I don’t see how an orbiter can know which way the body it is orbiting is rotating, so I am sceptical of that explanation. I wasn’t aware that the sort of gravitational slingshots exploited by spacecraft had anything to do with the rotation of the objects that they slingshot around.
Orbital direction, not rotational. Rotation is only relevant in GR, and that only slightly.
And it gave plenty of time for LM systems checks and fixes before committing to landing - that was vital on Apollo 14, which almost had its landing scrubbed due to a balky docking mechanism.

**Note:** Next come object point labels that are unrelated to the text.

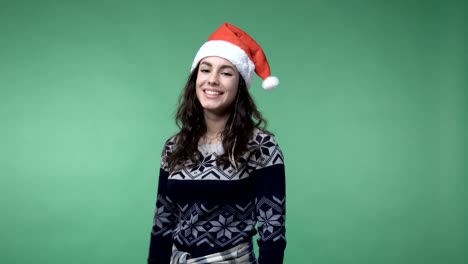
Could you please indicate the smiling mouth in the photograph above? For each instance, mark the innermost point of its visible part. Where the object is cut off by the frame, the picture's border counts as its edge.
(212, 92)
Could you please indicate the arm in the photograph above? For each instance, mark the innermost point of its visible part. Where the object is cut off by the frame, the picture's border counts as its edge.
(165, 217)
(270, 186)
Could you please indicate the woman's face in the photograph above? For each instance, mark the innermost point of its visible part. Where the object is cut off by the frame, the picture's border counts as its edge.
(217, 84)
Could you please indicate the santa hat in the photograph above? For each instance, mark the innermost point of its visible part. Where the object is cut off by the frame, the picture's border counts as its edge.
(235, 45)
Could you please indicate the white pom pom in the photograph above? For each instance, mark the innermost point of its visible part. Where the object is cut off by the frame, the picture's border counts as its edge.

Another reason for doing it early is that it allowed for some separation from the S-IVB (the third stage booster). Remember that it had just as much velocity after TLI as the CM/SM/LM combination, and was headed for the moon too. Adding just a bit of delta-V with a bit of thrust got the manned package far enough away from the booster that it wouldn’t be a factor in lunar maneuvering.
In fact, the Apollo 13 and later S-IVB’s were intentionally crashed onto the lunar surface as part of controlled seismology experiments (the seismometers had been placed by earlier missions). Earlier ones are all in solar orbit, and one was even “discovered” as an asteroid.
I’ve wondered about those (and the LMs) since watching an episode of Gerry Anderson’s UFO when I was a kid, which featured an S-IVB that (IIRC) the aliens were using as cover when coming to Earth.
Where can I read more about the disposition of the S-IVBs (and LMs)?
Yes, from the diagram I posted, it’s clear that, rather than wasting time and fuel chasing a moon moving away from them, they go around to the other side and let the moon come to the spacecraft.
Wikipedia has charts with all that stuff. Here is the page for the S-IVB’s.
–Cliffy
Thanks.
Earlier I found a Wiki article on the LMs, and the ascent stage for Apollo X’s Snoopy is in solar orbit.
According to the Wiki articles and links there is 176 metric tons of man made equipment on the lunar surface!